[PATCH v6 4/6] perf jevents: Add a new expression builtin strcmp_cpuid_str()

Ian Rogers irogers at google.com
Wed Aug 30 10:59:48 PDT 2023


On Wed, Aug 30, 2023 at 10:15 AM James Clark <james.clark at arm.com> wrote:
>
>
>
> On 30/08/2023 00:46, Ian Rogers wrote:
> > On Wed, Aug 16, 2023 at 4:52 AM James Clark <james.clark at arm.com> wrote:
> >>
> >> This will allow writing formulas that are conditional on a specific
> >> CPU type or CPU version. It calls through to the existing
> >> strcmp_cpuid_str() function in Perf which has a default weak version,
> >> and an arch specific version for x86 and arm64.
> >>
> >> The function takes an 'ID' type value, which is a string. But in this
> >> case Arm CPU IDs are hex numbers prefixed with '0x'. metric.py
> >> assumes strings are only used by event names, and that they can't start
> >> with a number ('0'), so an additional change has to be made to the
> >> regex to convert hex numbers back to 'ID' types.
> >>
> >> Signed-off-by: James Clark <james.clark at arm.com>
> >> ---
> >>  tools/perf/arch/arm64/util/pmu.c | 18 +-----------------
> >>  tools/perf/pmu-events/metric.py  | 17 +++++++++++++++--
> >>  tools/perf/util/expr.c           | 18 ++++++++++++++++++
> >>  tools/perf/util/expr.h           |  1 +
> >>  tools/perf/util/expr.l           |  1 +
> >>  tools/perf/util/expr.y           |  8 +++++++-
> >>  tools/perf/util/pmu.c            | 17 +++++++++++++++++
> >>  tools/perf/util/pmu.h            |  1 +
> >>  8 files changed, 61 insertions(+), 20 deletions(-)
> >>
> >> diff --git a/tools/perf/arch/arm64/util/pmu.c b/tools/perf/arch/arm64/util/pmu.c
> >> index 512a8f13c4de..615084eb88d8 100644
> >> --- a/tools/perf/arch/arm64/util/pmu.c
> >> +++ b/tools/perf/arch/arm64/util/pmu.c
> >> @@ -2,28 +2,12 @@
> >>
> >>  #include <internal/cpumap.h>
> >>  #include "../../../util/cpumap.h"
> >> +#include "../../../util/header.h"
> >>  #include "../../../util/pmu.h"
> >>  #include "../../../util/pmus.h"
> >>  #include <api/fs/fs.h>
> >>  #include <math.h>
> >>
> >> -static struct perf_pmu *pmu__find_core_pmu(void)
> >> -{
> >> -       struct perf_pmu *pmu = NULL;
> >> -
> >> -       while ((pmu = perf_pmus__scan_core(pmu))) {
> >> -               /*
> >> -                * The cpumap should cover all CPUs. Otherwise, some CPUs may
> >> -                * not support some events or have different event IDs.
> >> -                */
> >> -               if (RC_CHK_ACCESS(pmu->cpus)->nr != cpu__max_cpu().cpu)
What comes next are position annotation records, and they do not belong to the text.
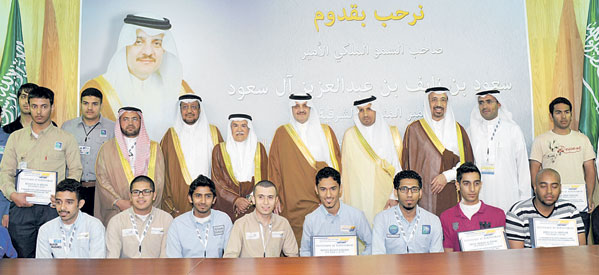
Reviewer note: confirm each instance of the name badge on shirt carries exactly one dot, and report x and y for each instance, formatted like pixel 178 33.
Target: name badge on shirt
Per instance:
pixel 487 169
pixel 252 235
pixel 84 150
pixel 55 243
pixel 218 230
pixel 128 232
pixel 83 236
pixel 348 228
pixel 426 229
pixel 157 230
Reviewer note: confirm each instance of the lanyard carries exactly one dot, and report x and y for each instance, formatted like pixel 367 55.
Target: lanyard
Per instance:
pixel 205 241
pixel 67 244
pixel 492 138
pixel 403 232
pixel 264 244
pixel 143 236
pixel 90 130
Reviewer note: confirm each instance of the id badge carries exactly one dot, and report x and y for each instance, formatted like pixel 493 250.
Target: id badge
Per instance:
pixel 84 150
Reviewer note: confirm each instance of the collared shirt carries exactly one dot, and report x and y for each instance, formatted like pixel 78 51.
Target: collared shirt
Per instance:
pixel 186 237
pixel 387 236
pixel 86 238
pixel 89 138
pixel 453 221
pixel 348 221
pixel 53 150
pixel 122 240
pixel 518 218
pixel 249 239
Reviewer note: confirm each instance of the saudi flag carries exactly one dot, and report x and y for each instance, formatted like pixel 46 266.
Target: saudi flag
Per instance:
pixel 589 109
pixel 12 69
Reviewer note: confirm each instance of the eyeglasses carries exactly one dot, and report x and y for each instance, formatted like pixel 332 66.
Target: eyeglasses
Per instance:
pixel 145 192
pixel 413 189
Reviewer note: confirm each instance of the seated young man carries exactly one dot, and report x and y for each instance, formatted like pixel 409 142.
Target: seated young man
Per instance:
pixel 545 204
pixel 406 227
pixel 332 217
pixel 470 213
pixel 73 234
pixel 262 233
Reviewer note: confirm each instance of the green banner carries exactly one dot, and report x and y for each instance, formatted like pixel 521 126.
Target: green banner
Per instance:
pixel 13 73
pixel 589 109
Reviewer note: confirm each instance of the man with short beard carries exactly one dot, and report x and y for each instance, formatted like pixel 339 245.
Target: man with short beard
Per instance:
pixel 129 154
pixel 545 204
pixel 73 234
pixel 187 149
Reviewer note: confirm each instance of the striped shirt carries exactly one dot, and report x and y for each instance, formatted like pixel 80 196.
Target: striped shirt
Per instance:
pixel 518 217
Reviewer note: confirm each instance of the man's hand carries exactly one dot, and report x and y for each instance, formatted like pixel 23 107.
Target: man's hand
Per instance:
pixel 438 184
pixel 390 203
pixel 241 205
pixel 5 221
pixel 20 199
pixel 123 204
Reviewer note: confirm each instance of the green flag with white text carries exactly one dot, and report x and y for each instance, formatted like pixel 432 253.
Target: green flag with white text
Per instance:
pixel 13 73
pixel 589 109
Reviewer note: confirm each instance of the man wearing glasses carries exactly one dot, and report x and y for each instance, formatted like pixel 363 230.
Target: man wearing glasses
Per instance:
pixel 470 213
pixel 140 231
pixel 406 227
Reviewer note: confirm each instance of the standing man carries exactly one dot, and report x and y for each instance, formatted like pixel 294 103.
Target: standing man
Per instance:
pixel 370 154
pixel 187 149
pixel 568 152
pixel 202 232
pixel 406 228
pixel 434 147
pixel 145 71
pixel 470 213
pixel 140 231
pixel 332 217
pixel 500 152
pixel 90 130
pixel 237 165
pixel 74 234
pixel 298 150
pixel 262 233
pixel 24 119
pixel 545 204
pixel 38 146
pixel 129 154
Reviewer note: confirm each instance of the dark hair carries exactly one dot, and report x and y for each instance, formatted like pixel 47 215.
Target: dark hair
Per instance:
pixel 41 92
pixel 69 185
pixel 467 167
pixel 27 87
pixel 328 172
pixel 559 100
pixel 406 174
pixel 92 92
pixel 200 181
pixel 144 179
pixel 265 184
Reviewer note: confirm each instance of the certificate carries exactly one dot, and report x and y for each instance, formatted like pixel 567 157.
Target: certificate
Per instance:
pixel 483 239
pixel 334 245
pixel 575 194
pixel 553 232
pixel 42 184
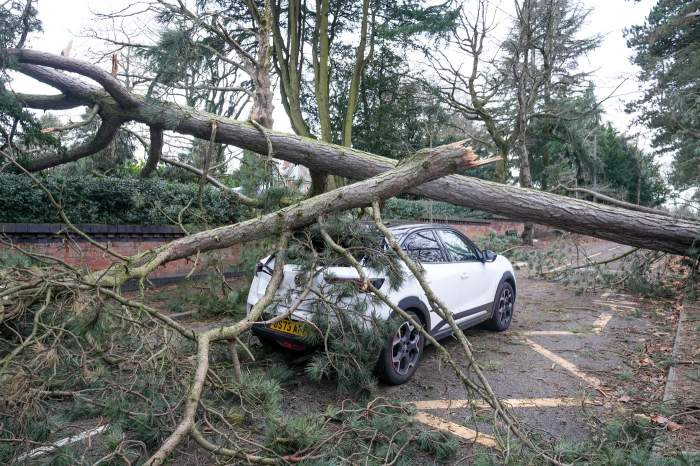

> >> -                       return NULL;
> >> -
> >> -               return pmu;
> >> -       }
> >> -       return NULL;
> >> -}
> >> -
> >>  const struct pmu_metrics_table *pmu_metrics_table__find(void)
> >>  {
> >>         struct perf_pmu *pmu = pmu__find_core_pmu();
> >> diff --git a/tools/perf/pmu-events/metric.py b/tools/perf/pmu-events/metric.py
> >> index 85a3545f5b6a..0e9ec65d92ae 100644
> >> --- a/tools/perf/pmu-events/metric.py
> >> +++ b/tools/perf/pmu-events/metric.py
> >> @@ -413,6 +413,10 @@ def has_event(event: Event) -> Function:
> >>    # pylint: disable=invalid-name
> >>    return Function('has_event', event)
> >>
> >> +def strcmp_cpuid_str(event: str) -> Function:
> >> +  # pylint: disable=redefined-builtin
> >> +  # pylint: disable=invalid-name
> >> +  return Function('strcmp_cpuid_str', event)
> >>
> >>  class Metric:
> >>    """An individual metric that will specifiable on the perf command line."""
> >> @@ -541,14 +545,23 @@ def ParsePerfJson(orig: str) -> Expression:
> >>    """
> >>    # pylint: disable=eval-used
> >>    py = orig.strip()
> >> +  # First try to convert everything that looks like a string (event name) into Event(r"EVENT_NAME").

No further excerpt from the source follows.